A viable strategy is banning such users after a warning (a strategy also suggested by Steve Worswick in his article on the same topic). But if your assistant misunderstands a user’s intent, you could end up upsetting a frustrated user even more.
Pay attention to the balance between not missing any foul language, and precisely identifying a valid intent. Let’s consider the very first example of this article again:
I want to get super freaky
If your bot is selling music, it should be able to easily understand a #buyMusic intent, detect the @songTitle entity as Super Freak, and provide the following answer:
Did you mean Super Freak — Rick James (1981).
I like funk too!
Would you like to buy now? Only $3.99!
Watson Assistant has a few mechanisms you can use to help your assistant in identifying sensitive topics and profanity. The easiest option is to use entities. For example:
Dictionary and pattern-based entities (without fuzzy match) are rule-based. You can easily add phrases that you want to definitively recognize as abusive or sensitive language. However, strict rules will not take the context of the utterance into account. If you have a dialog node that looks for @profanity entity occurrences, your assistant will misinterpret the phrase “freak” and prevent you from selling the song Super Freak from Rick James.
You can also use an intent to deal with profanity, for example, #badIntent intent. Since intents rely on statistical models, if you add a sufficient number of user examples, you can train a precise classifier to identify inappropriate language based on the context of the utterance.
For example, with a little training data, your bot can distinguish #badIntent and #buyMusic intents for the following two utterances:
I feel like acting super freaky… wink wink ;)
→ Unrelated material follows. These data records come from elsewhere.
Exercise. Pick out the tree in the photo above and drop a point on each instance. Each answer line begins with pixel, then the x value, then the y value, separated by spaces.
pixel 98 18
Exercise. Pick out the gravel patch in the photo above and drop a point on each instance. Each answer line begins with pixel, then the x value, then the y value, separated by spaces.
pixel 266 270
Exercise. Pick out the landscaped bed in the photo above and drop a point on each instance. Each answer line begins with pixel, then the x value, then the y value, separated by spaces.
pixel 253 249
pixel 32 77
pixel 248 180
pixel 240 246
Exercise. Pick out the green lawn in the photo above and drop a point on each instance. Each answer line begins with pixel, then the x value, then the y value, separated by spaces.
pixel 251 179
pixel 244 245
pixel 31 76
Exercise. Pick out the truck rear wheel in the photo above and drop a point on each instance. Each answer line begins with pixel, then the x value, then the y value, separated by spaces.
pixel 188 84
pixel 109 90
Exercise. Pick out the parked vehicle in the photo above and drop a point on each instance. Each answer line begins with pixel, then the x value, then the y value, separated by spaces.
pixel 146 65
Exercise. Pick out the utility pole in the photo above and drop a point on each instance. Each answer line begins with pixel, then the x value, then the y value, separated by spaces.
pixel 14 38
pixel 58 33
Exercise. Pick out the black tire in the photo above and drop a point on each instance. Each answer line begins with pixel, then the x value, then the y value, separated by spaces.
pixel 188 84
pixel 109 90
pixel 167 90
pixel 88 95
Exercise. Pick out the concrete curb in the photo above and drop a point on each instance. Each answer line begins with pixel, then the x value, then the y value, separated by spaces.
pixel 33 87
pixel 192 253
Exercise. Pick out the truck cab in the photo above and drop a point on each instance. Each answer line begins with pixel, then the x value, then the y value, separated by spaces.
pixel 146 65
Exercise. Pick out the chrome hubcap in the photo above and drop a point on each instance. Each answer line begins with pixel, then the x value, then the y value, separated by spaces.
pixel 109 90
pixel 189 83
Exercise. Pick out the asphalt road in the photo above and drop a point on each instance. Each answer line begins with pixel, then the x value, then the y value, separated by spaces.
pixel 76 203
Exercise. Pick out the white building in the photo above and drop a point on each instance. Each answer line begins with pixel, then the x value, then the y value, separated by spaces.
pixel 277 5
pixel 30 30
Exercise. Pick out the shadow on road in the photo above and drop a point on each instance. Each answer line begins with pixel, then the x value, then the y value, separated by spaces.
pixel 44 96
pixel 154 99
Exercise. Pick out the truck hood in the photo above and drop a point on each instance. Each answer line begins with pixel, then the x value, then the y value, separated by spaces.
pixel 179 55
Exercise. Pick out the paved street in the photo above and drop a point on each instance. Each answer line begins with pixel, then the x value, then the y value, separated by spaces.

Play that super freaky song
A third option is to use Watson Tone Analyzer to understand the sentiment of the utterance. But in general, we recommend using intents or entities in Watson Assistant to model abusive language.
Our experience has shown that the way people use profanity, express frustration, and sensitive topics they discuss is highly dependent on your assistant’s domain. Moreover, the persona of your assistant and the avatar you use affect the type of language that users will use. Tone Analyzer is a great service, but it uses a non-customizable general model to detect sentiment. Hence, even if you decide to start with the generic sentiment model of Tone Analyzer, you will create a better assistant by modeling intents and entities that are informed by real user data from your production user logs over time.